The lack of robust clinical activity seen with perifosine has not muted the enthusiasm for PI3-K/Akt as a therapeutic target in RCC, however. Perifosine is an indirect inhibitor of Akt. As mentioned earlier, more reliable inhibition of this pathway may be achieved with the catalytic inhibitors of PI3-K/mTOR or with direct inhibitors of Akt (both catalytic and allosteric). Not surprisingly, several clinical trials with novel inhibitors of PI3-K/mTOR and Akt are underway as shown in Table 12.1. It is hoped that the results from these clinical trials may provide further validation of the PI3-K/Akt pathway as a therapeutic target in RCC.
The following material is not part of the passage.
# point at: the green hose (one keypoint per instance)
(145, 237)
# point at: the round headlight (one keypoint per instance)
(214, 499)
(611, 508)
Table 12.1 Ongoing trials with novel PI3-K/Akt inhibitors in RCC

Conclusion

The clear clinical activity of the rapalogues has established the relevance of the mTOR pathway in renal cell carcinoma. Enhanced understanding of the biology of this pathway has facilitated the identification of both potential predictive biomarkers of response and novel therapeutic strategies. Efforts must remain focused on identifying the subset of patients who derive the most clinical benefit from agents targeting this pathway. At the same time, agents that might prove superior to rapalogues are in active clinical development in RCC. The hope remains that the concurrent development of both patient selection strategies and better drugs will result in improved clinical outcomes for patients with advanced RCC.